Author(s): Du YM, Nathan RD, Du YM, Nathan RD
Abstract Share this page
Abstract To investigate the basis of ischemia-induced bradycardia (<60 beats/min), we isolated pacemaker cells from the rabbit sinoatrial node and exposed them to ischemic-like conditions, including omission of glucose, pH 6.6, and either 5.4 or 10 mM KCl to evaluate the role of increased serum [K]. A perforated-patch technique was employed to test the hypothesis that the arrhythmia is caused by attenuation of inward currents that contribute to the diastolic depolarization. After exposure to "ischemic" Tyrode containing 5.4 mM KCl, the pacemaker cells exhibited 13\% slower beat rates and action potentials with 6-mV greater overshoots and 44\% longer durations.
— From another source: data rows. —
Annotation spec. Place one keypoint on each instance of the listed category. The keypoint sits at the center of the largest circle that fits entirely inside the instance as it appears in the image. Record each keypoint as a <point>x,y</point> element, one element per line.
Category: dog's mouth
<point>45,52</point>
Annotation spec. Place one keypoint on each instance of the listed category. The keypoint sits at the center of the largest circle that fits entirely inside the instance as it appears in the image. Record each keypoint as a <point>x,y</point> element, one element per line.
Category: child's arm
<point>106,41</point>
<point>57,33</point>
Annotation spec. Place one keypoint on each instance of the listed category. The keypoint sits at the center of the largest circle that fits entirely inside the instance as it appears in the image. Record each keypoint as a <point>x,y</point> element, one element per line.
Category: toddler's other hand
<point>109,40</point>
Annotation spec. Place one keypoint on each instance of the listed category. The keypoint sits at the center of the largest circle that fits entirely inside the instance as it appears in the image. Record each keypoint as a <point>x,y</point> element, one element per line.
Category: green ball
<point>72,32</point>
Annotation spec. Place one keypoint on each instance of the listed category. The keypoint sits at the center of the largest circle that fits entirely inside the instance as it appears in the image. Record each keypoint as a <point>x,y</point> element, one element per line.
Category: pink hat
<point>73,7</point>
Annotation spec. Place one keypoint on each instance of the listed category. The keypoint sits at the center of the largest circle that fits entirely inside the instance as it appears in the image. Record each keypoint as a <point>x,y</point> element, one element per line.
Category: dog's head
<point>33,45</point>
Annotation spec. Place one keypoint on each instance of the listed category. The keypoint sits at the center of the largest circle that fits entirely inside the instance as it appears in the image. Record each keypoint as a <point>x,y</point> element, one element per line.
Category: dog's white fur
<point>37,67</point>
In contrast, after exposure to "ischemic" Tyrode containing 10 mM KCl, the pacemaker cells exhibited a 7-mV depolarization of the maximum diastolic potential but no significant change in the overshoot. Beat rates were slowed by 43\%, and the action potentials were prolonged by 46\%. "Ischemic" Tyrode containing 5.4 mM KCl increased L-type Ca current, decreased T-type Ca current and reduced Ni-sensitive inward current tails (presumably Na-Ca exchange current), even after treatment with 40 muM ryanodine to block Ca release from the sarcoplasmic reticulum. "Ischemic" Tyrode containing 10 mM KCl increased hyperpolarization-activated inward current at diastolic potentials and reduced the slowly activating component, but not the rapidly activating component, of delayed rectifier K current. Our results suggest that reductions of inward Na-Ca exchange current and T-type Ca current contribute to "ischemia"-induced "bradycardia" in sinoatrial node pacemaker cells.